LOCATION:Boy Scouts of America
DOCKET NO.: 99-244
DECIDED BY: Rehnquist Court (1986-2005)
LOWER COURT: United States Court of Appeals for the Federal Circuit
CITATION: 530 US 604 (2000)
ARGUED: Mar 22, 2000
DECIDED: Jun 26, 2000
Carter G. Phillips – Argued the cause for petitioners
Kent L. Jones – Department of Justice, argued the cause for the United States
Facts of the case
In 1981, Mobil Oil Exploration & Producing Southeast, Inc. and Marathon Oil Co. both paid the Federal Government over $150 million in return for the rights to explore for and develop oil off the coast of North Carolina, provided that the companies received exploration and development permissions in accordance with the Outer Continental Shelf Lands Act (OCSLA), the Coastal Zone Management Act of 1972 (CZMA), and the regulations promulgated pursuant to OCSLA and CZMA. In 1990, the companies submitted an exploration plan, as required by OCSLA and CZMA, to the Department of the Interior for approval. Thereafter, the Outer Banks Protection Act (OBPA) became effective. The OBPA prevented the Secretary of the Interior from approving the exploration plan for at least 13 months. The state of North Carolina then objected to certification of the companies’ plans under the CZMA. Before the Secretary of Commerce rejected Mobil’s request to override North Carolina’s objection, the companies filed a breach-of-contract lawsuit.
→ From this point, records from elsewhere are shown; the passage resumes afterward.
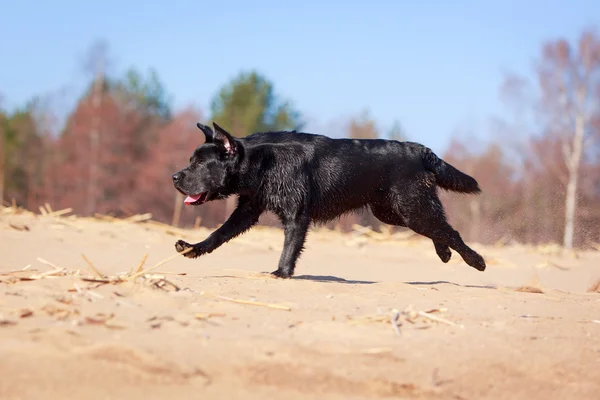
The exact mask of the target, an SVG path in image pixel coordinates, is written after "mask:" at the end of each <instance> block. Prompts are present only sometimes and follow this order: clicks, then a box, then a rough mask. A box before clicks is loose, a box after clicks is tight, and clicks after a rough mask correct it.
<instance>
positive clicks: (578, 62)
mask: <svg viewBox="0 0 600 400" xmlns="http://www.w3.org/2000/svg"><path fill="white" fill-rule="evenodd" d="M538 75H539V83H540V88H541V95H542V97H541V104H540V105H541V108H540V109H541V111H543V112H544V115H545V116H546V119H545V122H546V124H547V126H546V129H547V130H548V133H549V134H551V135H556V136H557V137H558V138H559V140H560V142H561V146H562V154H563V158H564V162H565V165H566V167H567V171H568V179H567V183H566V195H565V225H564V237H563V247H564V248H565V249H571V248H572V247H573V237H574V231H575V214H576V209H577V197H578V190H577V187H578V179H579V170H580V168H579V167H580V165H581V162H582V157H583V156H584V149H585V146H586V145H587V144H588V143H587V142H588V141H589V140H591V138H592V137H593V134H592V130H593V125H592V121H593V118H594V116H595V115H597V113H598V111H599V110H598V107H599V104H598V96H597V94H598V93H597V88H598V86H599V85H600V41H599V40H598V38H597V36H596V34H595V32H593V31H591V30H588V31H584V32H583V33H582V35H581V36H580V38H579V40H578V42H577V44H576V45H575V46H573V45H571V44H570V43H568V42H567V41H566V40H557V41H554V42H551V43H548V44H546V45H545V46H544V49H543V53H542V60H541V62H540V64H539V67H538Z"/></svg>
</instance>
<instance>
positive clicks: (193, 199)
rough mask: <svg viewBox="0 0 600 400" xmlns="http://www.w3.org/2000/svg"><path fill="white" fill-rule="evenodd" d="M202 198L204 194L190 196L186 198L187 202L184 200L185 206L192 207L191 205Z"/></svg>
mask: <svg viewBox="0 0 600 400" xmlns="http://www.w3.org/2000/svg"><path fill="white" fill-rule="evenodd" d="M200 197H202V193H201V194H197V195H194V196H188V197H186V198H185V200H184V201H183V202H184V203H185V204H188V205H190V204H192V203H193V202H195V201H198V200H199V199H200Z"/></svg>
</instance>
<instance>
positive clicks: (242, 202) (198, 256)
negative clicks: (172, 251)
mask: <svg viewBox="0 0 600 400" xmlns="http://www.w3.org/2000/svg"><path fill="white" fill-rule="evenodd" d="M261 213H262V211H261V210H260V209H258V208H256V207H254V206H252V204H251V203H250V202H249V201H248V200H247V199H245V198H242V197H240V201H239V202H238V206H237V208H236V209H235V210H234V211H233V213H231V215H230V216H229V218H228V219H227V221H225V223H224V224H223V225H221V226H220V227H219V228H218V229H217V230H216V231H214V232H213V233H211V234H210V235H209V236H208V237H207V238H206V239H205V240H204V241H202V242H200V243H196V244H190V243H187V242H185V241H183V240H178V241H177V243H175V249H176V250H177V251H178V252H179V253H181V252H182V251H184V250H186V249H189V248H193V250H190V251H188V252H187V253H185V254H184V256H185V257H187V258H196V257H199V256H201V255H203V254H207V253H211V252H212V251H213V250H215V249H217V248H218V247H219V246H221V245H222V244H224V243H226V242H228V241H230V240H231V239H233V238H234V237H236V236H238V235H240V234H242V233H244V232H245V231H247V230H248V229H250V228H251V227H252V226H254V225H255V224H256V223H257V222H258V218H259V217H260V214H261Z"/></svg>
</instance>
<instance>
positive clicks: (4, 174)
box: [0, 102, 42, 207]
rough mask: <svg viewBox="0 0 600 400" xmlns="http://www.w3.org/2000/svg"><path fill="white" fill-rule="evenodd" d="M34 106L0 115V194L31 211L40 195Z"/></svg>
mask: <svg viewBox="0 0 600 400" xmlns="http://www.w3.org/2000/svg"><path fill="white" fill-rule="evenodd" d="M33 106H34V103H33V102H30V103H29V104H27V106H26V107H23V108H20V109H17V110H15V111H14V112H12V113H11V114H9V115H4V114H0V133H1V134H2V138H1V139H0V152H1V154H0V193H1V195H2V199H3V198H4V196H5V195H6V196H8V197H9V198H14V199H15V200H17V201H18V202H19V203H21V204H23V203H27V206H28V207H32V206H33V205H34V204H33V203H34V202H35V198H36V194H37V193H38V192H39V190H38V189H39V181H40V179H39V174H40V171H39V166H40V162H39V159H40V156H41V147H42V143H41V138H40V135H39V132H38V129H37V124H36V122H35V118H34V117H33V114H32V111H33Z"/></svg>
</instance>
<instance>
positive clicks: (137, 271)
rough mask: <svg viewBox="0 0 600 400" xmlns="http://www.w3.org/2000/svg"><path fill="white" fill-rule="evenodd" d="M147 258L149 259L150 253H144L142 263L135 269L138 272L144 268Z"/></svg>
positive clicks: (140, 263)
mask: <svg viewBox="0 0 600 400" xmlns="http://www.w3.org/2000/svg"><path fill="white" fill-rule="evenodd" d="M147 259H148V253H146V254H144V257H142V261H140V263H139V264H138V267H137V269H136V270H135V273H136V274H137V273H138V272H140V271H141V270H142V268H143V267H144V264H145V263H146V260H147Z"/></svg>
In granting summary judgement for the companies, the Court of Federal Claims found that the Federal Government had broken its contractual promise to follow OCSLA’s requirement to approve an exploration plan that satisfied OCSLA’s requirements within 30 days of the plan’s submission, which constituted the repudiation of the contract and entitled the companies to restitution of the payments. In reversing, the Court of Appeals concluded that the Federal Government’s refusal to consider the companies’ final exploration plan was not the operative cause of any failure to carry out the contracts’ terms, because North Carolina’s objection would have prevented the companies from exploring.
Does the enactment of a new statute, which prevents the Federal Government from following a contractual promise to follow the terms of pre-existing statutes and regulations, constitute the repudiation of a contract?
Media for Mobil Oil Exploration & Producing Southeast, Inc. v. United States
Audio Transcription for Opinion Announcement – June 26, 2000 in Mobil Oil Exploration & Producing Southeast, Inc. v. United States
William H. Rehnquist:
The opinion of the Court in No. 99-244, Mobil Oil Exploration & Producing Southeast versus United States and a companion case will be announced by the Justice Breyer.
Stephen G. Breyer:
In 1981, two oil companies paid the government $156 million upfront for lease contracts that gave them the right to explore for offshore oil, but only if various government departments following certain standards and deadlines that were all referenced in the contract only if those government departments approve the exploration and drilling plans.
Then Congress, later passed specific legislation that changed those referenced deadlines and standards making it more difficult for the companies to obtain the necessary approvals that the contract said were required.
So the companies then asked for their money back.
They sued for restitution.
The Court of Claims said that the crossed referenced deadlines and standards were essential parts of the contract; they asked but what else did the companies buy for $156 million and the United States, it added, by changing those deadlines and standards in a significant way repudiated the contracts and it had to give the companies their money back.
The Court of Appeals reversed, it thought that the deadline changes didn’t hurt the companies because they would not have gotten the necessary approval anyway.
Well, we now reverse the Court of Appeals.
We think that whether the companies would or would not have gotten the necessary approvals anyways beside the point, the companies aren’t asking for damages, they just want their money back.
If a lottery operator fails to give you a ticket that you buy, you get your money back even though you never would have won the lottery.
The operator didn’t give you your chance of winning that you paid for and that’s true irrespective of whether that chance would eventually have led to a win.
The same is true here, the statutory changes in the deadlines were important to the companies.
They amounted to years of the additional delay and in those circumstances the government is insisting upon the contrary to contract changes, however justified that statute may have been as a matter of policy, amounted to a repudiation of the government’s basic contract with the companies.
They didn’t waive their rights in our view and elementary principles of the Contract Law and Restitution Law therefore say that the Government has to give them the money back that they put upfront.
We all explained this at greater length in our opinion.
Justice Stevens has filed a dissenting opinion.